I took the train to the documentary festival in Sheffield today, where I talked on a fascinating panel about musical documentaries. It was a great event; lots of interesting opinions floating around and a good selection of musical documentary practitioners including the Daddy of the movement, Brian Hill, who made the iconic Feltham Sings.
We went for dinner afterwards and then out to a club. Imagine me going to a club and actually dancing?!
You might rather expect a documentary festival to be filled with people who'd seen our wedding on telly but I'm not sure I was quite prepared for the sheer number of people who came up to me in the club to offer their heart-felt congratulations. The funniest was a little Japanese girl whom I could barely understand. She kept saying "you? Composer? Wedding?" And then something I couldn't fathom which I subsequently realised was her asking where Nathan was. More than one person came up to me and said the wedding had made them feel proud to be British. What an astonishing, astonishing compliment. It's almost worth the tinnitus-like ringing in my ears that the loud club music has left me with!!
I read in the paper on the way up that Ronan Keating is making his acting debut in the musical Once. How lucky is the West End to have a man of his calibre gracing its boards? I'm sure he'll prove to be a subtle actor with endless depth and maturity.
Ronan has said on record that he never saw himself starring in musicals but "now I see it as a play with music that sits better with me." One word. Tosser. I hope he gets nodules!

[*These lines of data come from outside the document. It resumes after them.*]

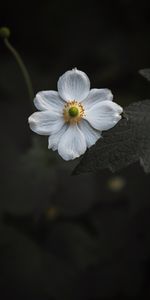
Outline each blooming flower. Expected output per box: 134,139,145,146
28,68,123,160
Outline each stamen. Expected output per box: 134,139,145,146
63,100,84,124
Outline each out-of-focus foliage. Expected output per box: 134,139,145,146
74,100,150,174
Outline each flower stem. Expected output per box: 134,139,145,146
4,37,34,104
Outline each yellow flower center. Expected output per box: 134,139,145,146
63,100,84,124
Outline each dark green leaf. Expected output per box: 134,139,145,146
139,69,150,81
74,100,150,174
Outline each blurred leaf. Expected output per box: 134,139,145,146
139,69,150,81
74,100,150,174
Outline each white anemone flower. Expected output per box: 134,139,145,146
28,68,123,160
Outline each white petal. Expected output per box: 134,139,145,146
58,69,90,101
84,101,123,130
48,124,68,151
34,91,65,112
28,110,64,135
58,125,86,160
82,89,113,109
79,119,101,148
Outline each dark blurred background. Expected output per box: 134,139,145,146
0,0,150,300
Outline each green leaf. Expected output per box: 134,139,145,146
73,100,150,174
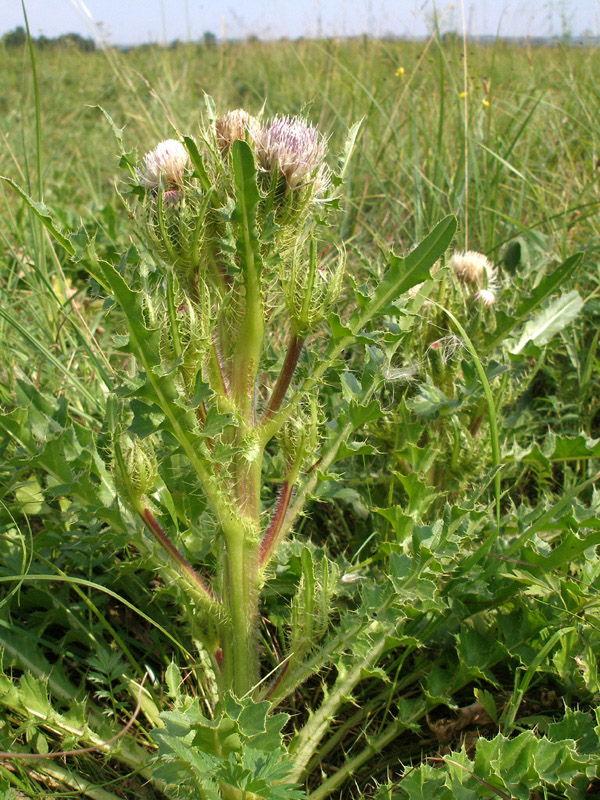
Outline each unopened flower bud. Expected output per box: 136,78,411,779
140,139,190,189
216,108,260,153
473,289,496,308
117,439,158,498
258,116,328,191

I'm eternally amused by how little pieces of one's life can often be knitted together in a single journey, in today's case, a walk from the train station in Sheffield to the hotel I'm staying in tonight. On the journey I passed locations from A Symphony for Yorkshire and a little film I made almost ten years ago about the floods in Sheffield.

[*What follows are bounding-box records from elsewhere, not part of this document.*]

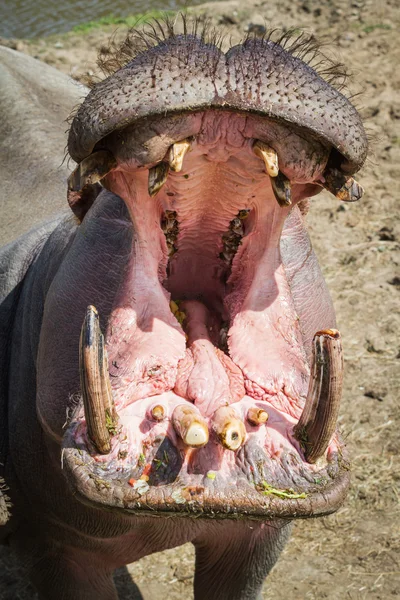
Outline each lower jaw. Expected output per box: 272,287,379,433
63,412,350,520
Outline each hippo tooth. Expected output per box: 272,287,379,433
150,404,165,421
79,306,117,454
321,167,364,202
270,171,292,206
149,162,169,198
212,406,246,451
171,402,209,448
294,329,343,463
247,406,268,425
253,140,279,177
168,140,191,173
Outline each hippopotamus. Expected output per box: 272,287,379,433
0,22,367,600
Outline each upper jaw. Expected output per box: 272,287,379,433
64,115,348,518
63,23,366,518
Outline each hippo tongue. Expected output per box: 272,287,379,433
174,300,245,416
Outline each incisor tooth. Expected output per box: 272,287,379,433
149,162,169,198
247,406,268,425
151,404,165,421
212,406,246,452
253,140,279,177
168,140,191,173
171,402,208,448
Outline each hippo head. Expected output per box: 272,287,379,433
54,25,367,519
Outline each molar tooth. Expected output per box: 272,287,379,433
79,306,117,454
247,406,269,425
213,406,246,452
149,162,169,198
253,140,279,177
317,167,364,202
150,404,165,421
294,329,343,463
168,140,191,173
270,171,292,206
171,402,209,448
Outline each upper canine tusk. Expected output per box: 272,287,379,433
270,171,292,206
149,162,169,198
212,406,246,452
171,402,209,448
294,329,343,463
253,140,279,177
168,140,191,173
79,306,117,454
317,167,364,202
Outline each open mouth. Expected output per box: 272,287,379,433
63,25,366,518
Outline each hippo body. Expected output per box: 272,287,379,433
0,19,365,600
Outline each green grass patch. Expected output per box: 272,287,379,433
72,10,175,33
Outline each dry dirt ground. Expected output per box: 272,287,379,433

More surprisingly, when I arrived at the hotel I realised I'd stayed here just after it opened in 1998, when I was working as the Resident Director of a tour of Madam Butterfly.
It was the first leg of the tour and I couldn't believe how fancy the hotel was. We all had double beds and the rooms had amazing city views. It was so fancy that I immediately called my partner at the time, Stephen, and said he had to come up to the next leg of the tour in Manchester so he could see how well treated we were all being. I told our bitch of a company manager that he was coming up, so imagine my horror, when we reached Manchester, to find I'd been placed in a single room which smelt of smoke and had no window!
I was so upset. At the time I was very conscious of being poor, and the fact that Stephen always ended up paying for everything. I'd really wanted to show him how well I was doing! And there we were, sharing a single bed!
The land of opera was such a back-stabbing, horrifying world, which thrived on cattiness and cruelty, and the most intolerable treatment of those who weren't the divas. Some of the most miserable times of my life were spent being bullied by a stage manager called Annie, whose nose I managed to put out of joint at one stage. She used to have me monitored in the Albert Hall to make sure I was doing my job properly. The moment I left the building she'd call me and ask me what I was doing. A lot is written about the aggressive behaviour of men towards women in the work place, but that cow made my life a living nightmare!
Still, the hotel in Sheffield was, and remains a rather lovely place, and I'm as happy to be here today as I was almost 20 years ago. Back then, I remember having to take a really early train back to London without the rest of the company. It was probably another little punishment from the tour manager. Whatever the reason, I was up pre-dawn and remember walking to the train station in a thick mist, over the strange tram bridges, the sound of factory sirens going off around the city; a call to work, one assumes, for steel workers. It felt so other worldly.